You have had some input on question 16 in another thread, so I'll give you an idea of where to start and you can let us know how you did with it.

As in Q16 set up a Free-Body-Diagram (or a force diagram, whatever your instructor may call it.) What you are looking for is a tension in the wire such that m2 has no acceleration on it. That means that m1 has no acceleration either. So set a = 0 in your equations and see what comes up.

-Dan - Nov 8th 2012, 09:33 AMabdulrehmanshahRe: Mechanics
can u please help

- Nov 8th 2012, 10:03 AMebainesRe: Mechanics
I would suggest that you use energy principles: $\displaystyle \Delta KE + \Delta PE = 0$. The kinetic energy of the system is $\displaystyle \frac 1 2 (m_1+m_2)v^2$. The change in potential energy for each mass is equal to mg times the height it rises (note that for m2 since it is moving downhill it's change in PE is negative).

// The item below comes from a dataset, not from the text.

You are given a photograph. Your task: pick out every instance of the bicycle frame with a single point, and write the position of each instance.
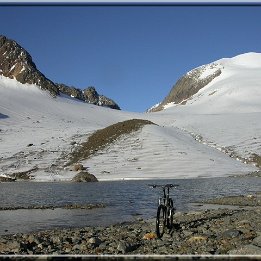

So all you need do is come up with an expression for the height rise of each mass, set up the energy equation, and solve for v. Show us your attempt and we'll give more advice if you need it.

- Nov 8th 2012, 10:19 AMabdulrehmanshahRe: Mechanics
0.5(m1+m2)v^2=0.5m1gd-(m2gcos60)s can u please tell me how can there be d inplace of s

- Nov 8th 2012, 10:22 AMabdulrehmanshahRe: Mechanics
i mean what am i doing wrong in order to get the answer required there should be d in place of s and the m2gscos60 is greater than 0.5m1gd

- Nov 9th 2012, 04:22 AMebainesRe: Mechanics
Since s>d, and the two masses are tied together, the system moves distrance 'd' and then m1 hits the pulley, at which point both masses stop. So both masses move distance 'd'. Replace the 's' in your formula by 'd' and solve for v.